If you boil it down to the basics, the best way to answer any question is with the most robust information put in front of the most experienced people, leading to the most informed, and therefore accurate, opinions on the solution. While it all sounds good in principle, the journey to the best solution often involves input from very differing schools of thought. And for some of the more complex questions, the answers are not immediately obvious, leading to quite heated debates over which opinion is right and wrong.
This is why good social media channels have clearly articulated rules around how you can engage, normally based around some basic principles, such as:
- Don’t make negative claims about people or companies you can’t back up
- Don’t share private / confidential information
- Don’t use offensive or aggressive language
- Basically, don’t upset other folks!
But it’s not always that simple in reality – something which was reinforced to me in a discussion with a friend of mine who had just been booted out of a LinkedIn group.
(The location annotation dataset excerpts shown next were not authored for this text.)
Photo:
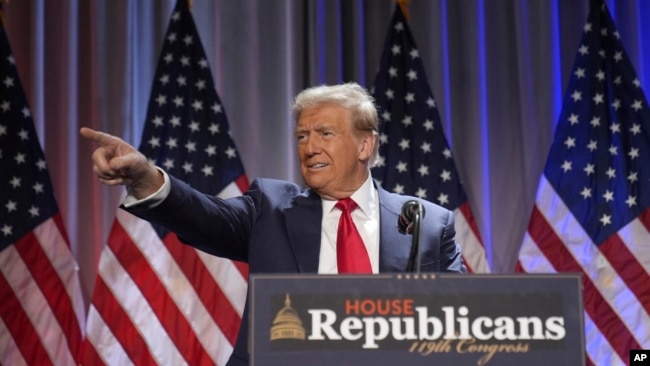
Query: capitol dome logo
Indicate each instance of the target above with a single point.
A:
(287, 323)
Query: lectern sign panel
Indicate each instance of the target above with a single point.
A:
(423, 320)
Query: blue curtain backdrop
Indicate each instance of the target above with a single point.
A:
(498, 70)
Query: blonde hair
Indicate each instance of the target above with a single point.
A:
(349, 95)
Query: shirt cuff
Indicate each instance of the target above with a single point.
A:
(152, 200)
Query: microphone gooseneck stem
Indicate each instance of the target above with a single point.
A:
(414, 261)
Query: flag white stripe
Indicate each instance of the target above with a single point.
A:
(10, 355)
(231, 190)
(598, 347)
(173, 279)
(472, 249)
(229, 279)
(59, 254)
(532, 259)
(128, 294)
(104, 342)
(593, 262)
(35, 306)
(636, 238)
I’ll spare the specific details to protect the innocent, but suffice to say that while he’s not afraid to make his opinions known, he is not the sort who will flagrantly breach these rules, or go out of his way to upset anyone.
The challenge therefore, is that ‘grey’ area between someone having a strong, but opposing opinion to others, and crossing the line of deliberately causing offence. I say ‘deliberately’ quite, err, deliberately as, quite frankly, we all get a little hot under the collar when someone vehemently disagrees with us. The even bigger challenge is, as I suspect may have happened in this case, that the ‘offending’ opinion voiced is contrary to that of the people making the rules for the discussion – the moderators.
It’s a tricky one. As a moderator myself, I know that finding the right set of rules is hard enough, but enforcing them in a pragmatic way is even harder. Also, as a group grows more popular, enforcing them also has to be a time-efficient process, which can limit pragmatism.
It’s also a debate that cuts to the very heart of ‘free speech’, in the much broader context of how the online world is shaping up. I’m thinking of Google being forced to remove links to protect the rights of people offended, or feeling misrepresented by them.
Democracy, it seems, is being tested on the internet.
So, as avid social media users, what is our role in this?
Simple – we should be using these channels to have exactly this debate. Where do we draw the line between democratic disagreement and acceptable levels of free speech, versus inappropriately offending people? Where is that line when it comes to embracing multiple different viewpoints as part of the journey to finding the best crowd sourced answers? And are those two lines in the same place, or do we have to accept that to find the best answers, we have to have a level of honest conversation and diverse opinion that is inevitably going to upset someone?
Perhaps we should all remember the popular saying, “you can’t make an omelette without breaking a few eggs”.
I’m really interested to hear people’s thoughts on this one. At what point does a strong advocate of their opinion become a troll? And at what point does a staunch defender of theirs become a victim? And perhaps the biggest question of them all – is the quick-fire nature of social media, combined with the lack of non-textual communication cues, making us all intolerant, grumpy and anti-social?
Now there’s a question I’m sure you’ll all disagree on. Just do it nicely please.